La cosa está en que es muy difícil expresarse en términos absolutos. No hay fórmulas magistrales. Si hago este juego, este y este, tengo un espectáculo que seguro funciona. Dependerá de lo que te guste transmitir a ti y se te de bien presentar.

El mentalismo tienen un campo limitado de efectos. Decir que una predicción causa efecto o que adivinar una palabra pensada por un espectador bien presentada deja a los espectadores impactados es demasiado genérico (pero cierto).Como se ha comentado, importa la presentación mas que un "truco" concreto.

Ahora, el hecho de comentarlo con vídeos de ejemplos juegos, muchas veces lo que se hace es comentar presentaciones que determinados actuantes hacen de determinados juegos, por lo que se puede caer en copiar el estilo o los detalles que a un artista le ha llevado tiempo estudiar y encontrar, y que probablemente formen parte de su personalidad.

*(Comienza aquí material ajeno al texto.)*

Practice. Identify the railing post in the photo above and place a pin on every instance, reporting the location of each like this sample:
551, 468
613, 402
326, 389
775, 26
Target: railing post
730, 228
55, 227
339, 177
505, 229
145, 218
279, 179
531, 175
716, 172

En todo caso, siempre puedes crear un grupo de discusión, ya que este no deja de ser un foro con un acceso bastante amplio

----------


## rafa cama

En cuanto a lo del mejor juego, sólo un apunte. El juego que en manos de un mago es una obra de arte, en las de otro puede ser una basura, y viceversa. Y aquí entra un poco (o bastante) lo que decía winehouse.

No todos los juegos valen para todos los magos. Y viceversa. Y el guión, la presentación, etc. tienen mucho que decir. Como los materiales que se usen, el tono, los movimientos en el escenario, el contacto y la comunicación con el público (y más en mentalismo).

EMHO.

----------